Well tick rate alone is overrated for permormance optimization (it can help in certain cases, but is not a silverbuet)- the key is to have several object to span the tick.
E.G.
Assume you have 10k objects with heavy computing in tick:
if they all will tick together even once per second - you will have a hiccup in this specific tick.
The goal is lets say: devide the objects in X groups that are ticking separately (when group A ticks othet groups are not ticking).
For example lets devide the objects in 2 groups 5k objects each.
now regardless the tick rate - we will have an integer that we will increment each tick
then we will check if the integer is even or odd…
For example in groupA will bypass the whole tick if it is even and execute the operations if it is odd.
We will set the opposite rulles for groupB.
Now you dont have 10k object ticking together but only half - which will increase the performance twice (in theory).
Well that was only a simplified example to illustrate the idea.
And yes GroupB won’t tick when GroupA ticks → this is the idea.
I don’t really get all your theory there.
However yes even or odd check is not good performance wise since it will have lots of cache misses,
however
Then test the low order bit of the
quotient to tell us even or odd.
Leads to as much cache misses…
If you want a silverbullet performance “load balancer” algorithm you would do it this way.
Have a dedicated object that has it’s own tick method.

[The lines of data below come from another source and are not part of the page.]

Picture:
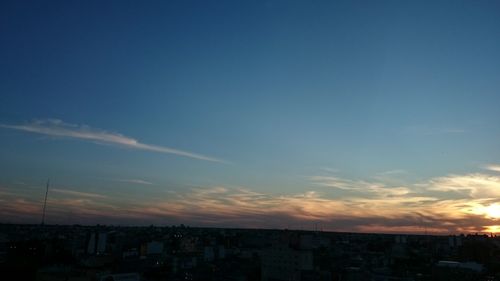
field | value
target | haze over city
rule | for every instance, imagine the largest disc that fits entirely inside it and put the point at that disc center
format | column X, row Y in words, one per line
column 352, row 116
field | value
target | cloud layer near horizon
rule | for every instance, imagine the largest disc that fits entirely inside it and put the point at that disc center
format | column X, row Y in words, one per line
column 58, row 128
column 441, row 205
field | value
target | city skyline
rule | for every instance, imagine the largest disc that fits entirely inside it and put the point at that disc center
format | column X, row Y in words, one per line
column 349, row 116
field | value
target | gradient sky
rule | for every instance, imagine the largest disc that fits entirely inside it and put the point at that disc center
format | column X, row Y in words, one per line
column 376, row 116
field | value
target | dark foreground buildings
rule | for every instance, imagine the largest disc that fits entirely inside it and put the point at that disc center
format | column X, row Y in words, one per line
column 111, row 253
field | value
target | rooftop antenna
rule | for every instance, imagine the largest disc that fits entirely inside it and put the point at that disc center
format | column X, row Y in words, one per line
column 45, row 201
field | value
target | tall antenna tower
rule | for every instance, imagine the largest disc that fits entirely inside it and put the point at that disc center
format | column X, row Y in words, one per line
column 45, row 201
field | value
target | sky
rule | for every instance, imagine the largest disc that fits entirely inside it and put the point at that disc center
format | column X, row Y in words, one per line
column 359, row 116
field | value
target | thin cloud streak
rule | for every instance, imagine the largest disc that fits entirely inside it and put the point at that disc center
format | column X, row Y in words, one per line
column 58, row 128
column 492, row 167
column 135, row 181
column 77, row 193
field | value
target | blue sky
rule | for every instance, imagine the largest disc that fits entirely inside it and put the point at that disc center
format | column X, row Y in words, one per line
column 142, row 101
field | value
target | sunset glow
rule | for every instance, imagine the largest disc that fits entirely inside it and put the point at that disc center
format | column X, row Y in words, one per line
column 375, row 117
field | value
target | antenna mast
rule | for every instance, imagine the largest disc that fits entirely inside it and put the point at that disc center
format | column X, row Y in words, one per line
column 45, row 201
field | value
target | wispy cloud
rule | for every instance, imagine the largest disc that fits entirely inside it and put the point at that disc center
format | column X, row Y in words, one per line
column 336, row 203
column 77, row 193
column 58, row 128
column 135, row 181
column 492, row 167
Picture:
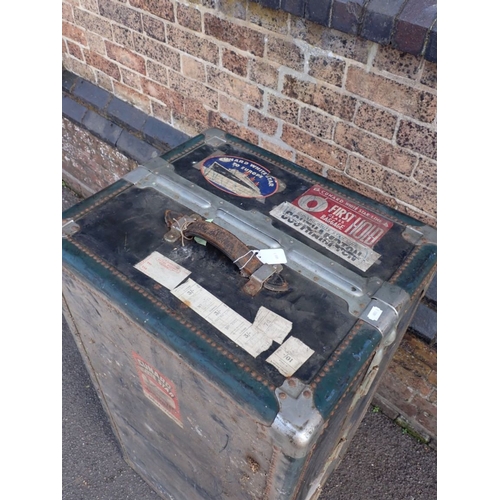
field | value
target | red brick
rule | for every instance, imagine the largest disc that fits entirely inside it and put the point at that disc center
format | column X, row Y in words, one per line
column 329, row 69
column 375, row 120
column 374, row 148
column 103, row 64
column 433, row 397
column 232, row 107
column 172, row 99
column 257, row 120
column 271, row 19
column 285, row 52
column 90, row 5
column 276, row 149
column 93, row 23
column 264, row 73
column 96, row 43
column 286, row 109
column 341, row 44
column 393, row 389
column 240, row 37
column 191, row 88
column 123, row 36
column 228, row 125
column 163, row 113
column 193, row 44
column 426, row 414
column 189, row 17
column 235, row 63
column 74, row 33
column 308, row 164
column 80, row 68
column 313, row 146
column 414, row 103
column 157, row 72
column 365, row 190
column 126, row 57
column 193, row 68
column 429, row 75
column 157, row 51
column 122, row 15
column 318, row 124
column 418, row 138
column 93, row 162
column 154, row 28
column 365, row 171
column 75, row 50
column 235, row 87
column 396, row 62
column 187, row 125
column 409, row 192
column 138, row 99
column 160, row 8
column 131, row 79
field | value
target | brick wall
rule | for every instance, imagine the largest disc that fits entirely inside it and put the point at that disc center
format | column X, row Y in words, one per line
column 359, row 113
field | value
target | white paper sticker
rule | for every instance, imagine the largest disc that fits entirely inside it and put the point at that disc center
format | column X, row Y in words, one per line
column 290, row 356
column 222, row 317
column 274, row 326
column 375, row 313
column 336, row 242
column 272, row 256
column 163, row 270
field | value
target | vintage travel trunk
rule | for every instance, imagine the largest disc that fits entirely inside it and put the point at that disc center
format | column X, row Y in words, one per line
column 236, row 313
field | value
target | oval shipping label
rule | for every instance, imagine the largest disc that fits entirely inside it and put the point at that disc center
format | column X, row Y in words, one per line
column 239, row 176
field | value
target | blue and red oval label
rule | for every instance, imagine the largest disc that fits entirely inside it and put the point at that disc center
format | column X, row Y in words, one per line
column 239, row 176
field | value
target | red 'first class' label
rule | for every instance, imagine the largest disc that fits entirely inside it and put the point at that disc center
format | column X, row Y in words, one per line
column 345, row 216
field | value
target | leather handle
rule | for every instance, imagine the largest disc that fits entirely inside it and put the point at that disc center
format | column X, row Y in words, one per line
column 221, row 238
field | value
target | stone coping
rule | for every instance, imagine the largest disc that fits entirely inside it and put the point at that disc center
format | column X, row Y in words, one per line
column 407, row 25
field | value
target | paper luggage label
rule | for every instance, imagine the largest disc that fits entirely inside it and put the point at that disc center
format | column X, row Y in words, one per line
column 254, row 338
column 342, row 227
column 163, row 270
column 158, row 389
column 222, row 317
column 239, row 176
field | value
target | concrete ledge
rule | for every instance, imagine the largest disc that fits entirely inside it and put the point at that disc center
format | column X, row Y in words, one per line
column 133, row 132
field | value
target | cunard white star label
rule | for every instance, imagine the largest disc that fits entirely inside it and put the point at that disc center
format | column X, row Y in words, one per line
column 239, row 176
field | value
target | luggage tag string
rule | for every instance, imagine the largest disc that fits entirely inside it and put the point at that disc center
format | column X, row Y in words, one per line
column 252, row 252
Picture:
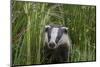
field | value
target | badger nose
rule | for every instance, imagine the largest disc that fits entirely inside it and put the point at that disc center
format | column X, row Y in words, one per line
column 51, row 45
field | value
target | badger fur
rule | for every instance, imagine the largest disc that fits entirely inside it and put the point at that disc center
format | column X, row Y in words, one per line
column 57, row 44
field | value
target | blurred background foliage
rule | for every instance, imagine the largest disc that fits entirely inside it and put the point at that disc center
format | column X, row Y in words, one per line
column 29, row 18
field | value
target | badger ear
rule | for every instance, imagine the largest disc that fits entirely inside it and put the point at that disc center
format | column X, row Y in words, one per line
column 65, row 29
column 47, row 27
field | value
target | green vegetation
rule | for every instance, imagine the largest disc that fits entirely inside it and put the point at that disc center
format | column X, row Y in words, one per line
column 28, row 21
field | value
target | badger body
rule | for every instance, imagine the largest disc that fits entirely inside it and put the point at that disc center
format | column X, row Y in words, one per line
column 57, row 44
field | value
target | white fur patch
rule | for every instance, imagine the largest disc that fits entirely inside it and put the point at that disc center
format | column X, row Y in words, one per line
column 54, row 34
column 46, row 38
column 65, row 39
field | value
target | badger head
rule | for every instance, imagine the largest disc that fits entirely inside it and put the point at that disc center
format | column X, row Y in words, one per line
column 56, row 36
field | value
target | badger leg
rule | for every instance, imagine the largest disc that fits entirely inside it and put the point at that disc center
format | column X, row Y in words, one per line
column 64, row 53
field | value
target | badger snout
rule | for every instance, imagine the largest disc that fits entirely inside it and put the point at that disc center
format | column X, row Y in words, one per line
column 52, row 45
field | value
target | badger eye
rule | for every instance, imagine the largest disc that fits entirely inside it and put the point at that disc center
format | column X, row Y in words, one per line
column 65, row 29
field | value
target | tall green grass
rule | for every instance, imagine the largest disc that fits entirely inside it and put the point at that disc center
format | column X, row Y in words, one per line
column 29, row 19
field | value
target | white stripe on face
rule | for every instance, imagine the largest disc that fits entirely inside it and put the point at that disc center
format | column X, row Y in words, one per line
column 54, row 33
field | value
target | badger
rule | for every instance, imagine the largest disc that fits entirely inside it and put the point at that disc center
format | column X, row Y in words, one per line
column 57, row 44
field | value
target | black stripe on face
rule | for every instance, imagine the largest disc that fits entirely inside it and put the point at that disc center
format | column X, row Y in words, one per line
column 49, row 34
column 59, row 35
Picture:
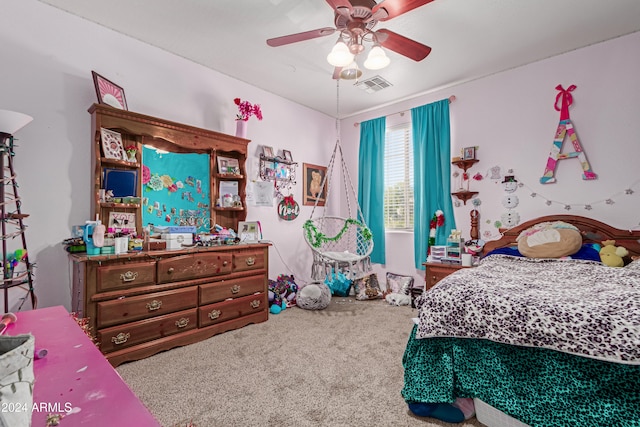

in this object you will have arrays of object you want to tick (number of arrays will correspond to number of groups)…
in the object’s tick you would just manually call a tick function of each actor that is in the array.
it will make case misses as less as possible also it can automagically assign each object(you want to optimize) to the separate groups → managing an even balance of the groups.
or even better, but a bit more headache to manage you will have 1 C like array
and you will tick it’s objects by the C-like pointer arithmetic, based on the array length and desired group length amount.
Hello I have a few questions. I want to use a Tick rate of about 20 times a second because I want to keep things light but my question now is does this really save computing performance or is it a waste of my time?
Second is how do I do it? with a TimerManager?
And my last question is what does really save computing performance? in a FPS game
20 times a second, may or may not be a bit fast for your game. There is no answer that anyone else can give you. For no one else but you knows your expectations in terms of what is good and bad performance. No one else knows what you wish to do per tick? Is it just a few blueprints nodes being kicked in? or are you going to have 100 different objects that you wish to act upon. So yes, changing from 20 times a second to 10 times a second, can make a large difference, if you are doing a lot per tick.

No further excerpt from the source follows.